Member of the Western Australian Legislative Council
- In office 22 May 1971 – 21 May 1983
- Preceded by: Jim Garrigan
- Succeeded by: Mark Nevill
- Constituency: South-East Province

Personal details
- Born: Ronald Thomas Leeson 26 February 1939 Laverton, Western Australia, Australia
- Died: 24 March 2025 (aged 86) Perth, Western Australia, Australia
- Party: Labor

= Ron Leeson =

Australian trade unionist and politician

Ronald Thomas Leeson (26 February 1939 – 24 March 2025) was an Australian politician who was a Labor Party member of the Western Australian Legislative Council from 1971 to 1983, representing the South-East Province.

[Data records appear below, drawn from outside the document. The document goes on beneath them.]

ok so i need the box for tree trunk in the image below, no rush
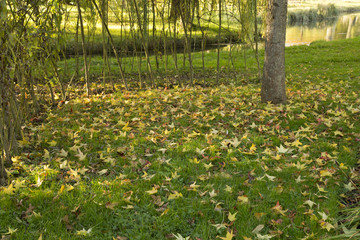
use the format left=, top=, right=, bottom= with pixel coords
left=216, top=0, right=221, bottom=84
left=0, top=81, right=9, bottom=186
left=0, top=54, right=10, bottom=187
left=77, top=0, right=91, bottom=96
left=178, top=0, right=194, bottom=86
left=92, top=0, right=128, bottom=90
left=254, top=0, right=261, bottom=80
left=151, top=0, right=159, bottom=70
left=261, top=0, right=287, bottom=104
left=132, top=0, right=155, bottom=87
left=0, top=0, right=8, bottom=186
left=101, top=0, right=109, bottom=92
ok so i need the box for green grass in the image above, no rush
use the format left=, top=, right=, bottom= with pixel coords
left=59, top=36, right=360, bottom=90
left=1, top=37, right=360, bottom=239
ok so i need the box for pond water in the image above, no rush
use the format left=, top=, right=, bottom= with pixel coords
left=286, top=13, right=360, bottom=46
left=216, top=12, right=360, bottom=53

Leeson was born in Laverton, a remote town in Western Australia's Goldfields, to Amelia May (née Lawer) and George Thomas Leeson. He attended Eastern Goldfields High School before going on to the Kalgoorlie School of Mines, and subsequently worked as a fitter and turner. From 1967 to 1972, he also served as secretary of the Amalgamated Engineering Union. Leeson was elected to parliament at the 1971 state election, replacing Jim Garrigan. He was re-elected to a second six-year term at the 1977 election. At the 1983 election, Leeson attempted to transfer to South Province, but was defeated by David Wordsworth (the sitting Liberal Party member). After leaving parliament, he was a committee member of the WA Greyhound Racing Board.

Leeson died on 24 March 2025. Peter Dowding paid tribute, saying that "he was a champion for workers’ rights during his union years and an advocate for community recreational opportunities during his time in Parliament".